The village was deserted. It had always been rough, but without any people in it—chattering, eating, working, or even sleeping—it looked positively eerie. “Taryl?” Lenaris called. “Are you here? Please, answer me!” He thought he saw a light on in her cottage, but maybe it was just wishful thinking. He headed for the little house, and drew back the door.

She was there, sitting at the corner worktable with a single light burning above her, her shoulders hunched. Lenaris thought she was crying, and took an uncertain step toward her. But when she turned, he saw with momentary shock that she was not crying at all—in fact, she was smiling.

“Holem!” she exclaimed, leaping to her feet. “I have to show you what I found!”

She gestured to the table, where a rudimentary com-link was set up on a tiny viewscreen. Taryl had been sifting through Cardassian comm traffic. Lenaris sat down and perused the small screen with the improvised keypad, using a clumsy translation program so that he could read the Cardassian characters. It was difficult to make out, but from what he could gather, the Cardassian comnet had run a story about Pullock V—but this was no ordinary Cardassian newsfeed, churning out propaganda about manufactured Cardassian victories. The casualties, the damage to the facility—it was all here, in plain language—at least as plain as could be interpreted by Taryl’s translation software.

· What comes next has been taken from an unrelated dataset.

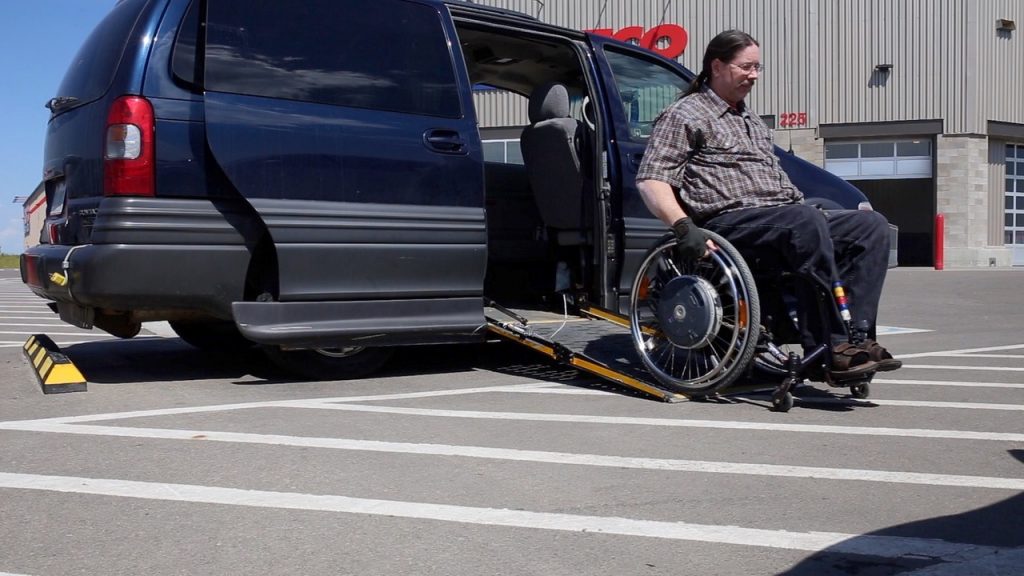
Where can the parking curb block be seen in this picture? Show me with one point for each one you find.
(55, 371)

“Why…would they do this?” he wondered.

“I don’t know!” Taryl said, delighted. “But I’ve already copied it and posted it on a buried channel of the Bajoran ’net where the Cardies can’t delete it! Do you see, Holem? We’ll be heroes!” She giggled, and then sniffed. Through her jubilance, she had still been crying intermittently, that much was plain by the pink blotches underneath her eyes.

“This is great!” Lenaris said. “If other Bajorans know that we staged an attack offworld—”

“A successful attack,” Taryl added.

“It could help to fuel the resistance all over the planet!”

Taryl laughed again, wiping new tears away.

Lenaris kept reading past the point that Taryl had highlighted, and then he came to a part that he knew she was not going to react to quite so triumphantly. “Taryl,” he said carefully. “Have you read this entire thing?”

She shook her head. “No, just the first part—it told me all I needed to know. I was looking for the article Harta was talking about, the one about Lac, and I found this.”

“There’s more to it,” Lenaris said. “I think…” He pointed to the screen. She leaned over him to read it.

A Bajoran man apprehended two Cardassian women in a drainage ditch outside the vineyards in Tilar province. The women, including this reporter, were safely recovered, but the Bajoran did not survive.